Orient Refractories is in final stages of getting approvals to merge its two unlisted subsidiaries — RHI India and RHI Clasil — with itself for better operational efficiency and simplify holding structure.
All three companies are part of the London Stock Exchange listed RHI Magnesita, a leading global supplier of high-grade refractory products, systems and services.
As part of the merger, Orient Refractories will issue 7,044 equity shares (with face value of ₹1 each) for every 100 equity shares of RHI India (₹10 face value each) and 908 equity shares for every 1,000 equity shares of RHI Clasil (₹10 face value each). Pursuant to the scheme, share base of Orient Refractories will increase from 120.1 million to about 161 million.

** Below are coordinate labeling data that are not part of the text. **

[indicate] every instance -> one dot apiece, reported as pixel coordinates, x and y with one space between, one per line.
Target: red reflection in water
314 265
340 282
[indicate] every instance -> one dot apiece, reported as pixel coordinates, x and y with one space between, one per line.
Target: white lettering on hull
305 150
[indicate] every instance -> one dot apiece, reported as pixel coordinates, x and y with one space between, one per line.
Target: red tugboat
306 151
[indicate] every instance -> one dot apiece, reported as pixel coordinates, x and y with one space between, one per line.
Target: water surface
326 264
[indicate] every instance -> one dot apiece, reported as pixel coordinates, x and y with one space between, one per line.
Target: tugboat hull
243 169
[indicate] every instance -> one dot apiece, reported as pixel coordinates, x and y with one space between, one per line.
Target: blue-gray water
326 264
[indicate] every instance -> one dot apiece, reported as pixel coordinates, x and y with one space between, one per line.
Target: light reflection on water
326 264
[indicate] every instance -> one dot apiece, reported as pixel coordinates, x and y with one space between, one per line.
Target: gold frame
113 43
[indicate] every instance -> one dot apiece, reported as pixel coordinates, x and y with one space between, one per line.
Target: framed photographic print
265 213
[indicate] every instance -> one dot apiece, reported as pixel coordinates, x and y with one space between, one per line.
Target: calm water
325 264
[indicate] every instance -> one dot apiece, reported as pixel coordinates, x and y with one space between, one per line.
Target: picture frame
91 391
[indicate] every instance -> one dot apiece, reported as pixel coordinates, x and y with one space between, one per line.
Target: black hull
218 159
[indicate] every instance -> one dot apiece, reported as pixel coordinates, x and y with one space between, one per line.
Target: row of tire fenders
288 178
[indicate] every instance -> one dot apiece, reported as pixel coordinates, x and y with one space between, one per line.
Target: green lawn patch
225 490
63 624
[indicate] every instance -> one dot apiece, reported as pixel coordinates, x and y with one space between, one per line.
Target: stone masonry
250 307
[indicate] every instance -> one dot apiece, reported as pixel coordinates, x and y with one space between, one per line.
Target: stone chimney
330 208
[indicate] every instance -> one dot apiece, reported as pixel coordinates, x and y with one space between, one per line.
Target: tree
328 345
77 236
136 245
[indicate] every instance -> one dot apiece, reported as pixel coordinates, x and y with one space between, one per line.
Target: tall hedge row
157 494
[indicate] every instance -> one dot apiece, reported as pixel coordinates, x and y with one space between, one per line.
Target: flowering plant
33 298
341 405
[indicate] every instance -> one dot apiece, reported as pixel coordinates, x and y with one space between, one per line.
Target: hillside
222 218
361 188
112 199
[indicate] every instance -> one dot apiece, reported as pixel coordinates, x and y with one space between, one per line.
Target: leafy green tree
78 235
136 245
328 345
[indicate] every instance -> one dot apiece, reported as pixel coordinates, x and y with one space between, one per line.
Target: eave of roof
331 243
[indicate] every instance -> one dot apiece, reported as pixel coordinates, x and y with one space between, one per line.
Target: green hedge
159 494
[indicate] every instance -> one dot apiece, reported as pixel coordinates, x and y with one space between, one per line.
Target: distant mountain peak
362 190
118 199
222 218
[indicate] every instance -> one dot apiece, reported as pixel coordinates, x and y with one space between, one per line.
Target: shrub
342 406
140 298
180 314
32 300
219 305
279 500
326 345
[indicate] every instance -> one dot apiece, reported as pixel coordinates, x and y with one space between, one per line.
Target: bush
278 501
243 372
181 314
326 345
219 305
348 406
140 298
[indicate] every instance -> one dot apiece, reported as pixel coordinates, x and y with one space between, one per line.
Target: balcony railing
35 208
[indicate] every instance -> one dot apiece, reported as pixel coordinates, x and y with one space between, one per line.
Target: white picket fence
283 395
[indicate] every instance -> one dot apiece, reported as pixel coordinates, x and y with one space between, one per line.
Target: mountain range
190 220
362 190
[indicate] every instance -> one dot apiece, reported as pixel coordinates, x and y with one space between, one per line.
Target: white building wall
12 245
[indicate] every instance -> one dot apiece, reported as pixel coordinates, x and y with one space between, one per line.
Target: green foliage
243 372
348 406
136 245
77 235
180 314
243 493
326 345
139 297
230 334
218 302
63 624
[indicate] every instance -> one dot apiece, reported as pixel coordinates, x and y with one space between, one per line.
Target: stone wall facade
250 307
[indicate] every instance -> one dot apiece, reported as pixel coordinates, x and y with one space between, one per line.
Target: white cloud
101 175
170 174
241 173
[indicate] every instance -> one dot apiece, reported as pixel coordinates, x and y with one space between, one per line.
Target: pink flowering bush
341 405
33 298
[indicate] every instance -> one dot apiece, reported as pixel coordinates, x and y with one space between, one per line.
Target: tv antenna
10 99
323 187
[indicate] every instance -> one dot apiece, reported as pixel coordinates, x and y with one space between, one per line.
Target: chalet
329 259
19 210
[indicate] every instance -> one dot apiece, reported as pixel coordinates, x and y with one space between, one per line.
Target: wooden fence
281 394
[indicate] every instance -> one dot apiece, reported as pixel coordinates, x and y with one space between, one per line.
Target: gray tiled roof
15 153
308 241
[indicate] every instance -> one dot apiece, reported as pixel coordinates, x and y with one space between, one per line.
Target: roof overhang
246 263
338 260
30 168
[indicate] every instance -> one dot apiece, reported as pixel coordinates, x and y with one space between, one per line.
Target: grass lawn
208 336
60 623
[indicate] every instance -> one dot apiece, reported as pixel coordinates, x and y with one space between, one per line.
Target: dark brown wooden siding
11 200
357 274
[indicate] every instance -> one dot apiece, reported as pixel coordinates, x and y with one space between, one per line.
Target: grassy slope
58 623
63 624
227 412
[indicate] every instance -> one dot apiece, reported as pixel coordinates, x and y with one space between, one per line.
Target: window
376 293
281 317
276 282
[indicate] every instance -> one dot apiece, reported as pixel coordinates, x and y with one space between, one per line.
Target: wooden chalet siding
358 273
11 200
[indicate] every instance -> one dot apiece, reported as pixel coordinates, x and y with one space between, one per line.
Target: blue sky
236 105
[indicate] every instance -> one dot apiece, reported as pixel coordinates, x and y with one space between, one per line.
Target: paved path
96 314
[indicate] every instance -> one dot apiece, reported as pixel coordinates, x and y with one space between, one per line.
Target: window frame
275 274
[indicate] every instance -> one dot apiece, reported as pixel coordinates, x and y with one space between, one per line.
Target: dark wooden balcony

The merger through the proposed scheme which was floated in July 2018 is expected to be completed over the next 2 to 3 months from now.
Post the merger, the shareholding of RHI Magnesita, through Dutch US Holding BV and other group companies, in the combined company is likely to be 70 per cent, said Orient Refractories on Tuesday. Furthermore, about 5 per cent of the shareholding will be held by certain individual shareholders of RHI Clasil who are not part of the RHI Magnesita group.
Orient Refractories is the leading manufacturer and supplier of special refractory products, systems and services for the steel industry. The company is 69.6 per cent owned by RHI Magnesita. RHI India, takes care of sales and offers full range of refractories and related services while RHI Clasil, which is 53.7 per cent owned by RHI Magnesita, manufacturer and supplier of mainly Alumina-based refractories for the steel and cement industries. The combined company will have an operating revenue of Rs 1236 crore (on a FY 2018 proforma basis), two production facilities and over 700 employees.
Merger will strengthen operations, significantly expand product offerings and sales platform to access a much larger client base and allow for a pooling of resources and know-how.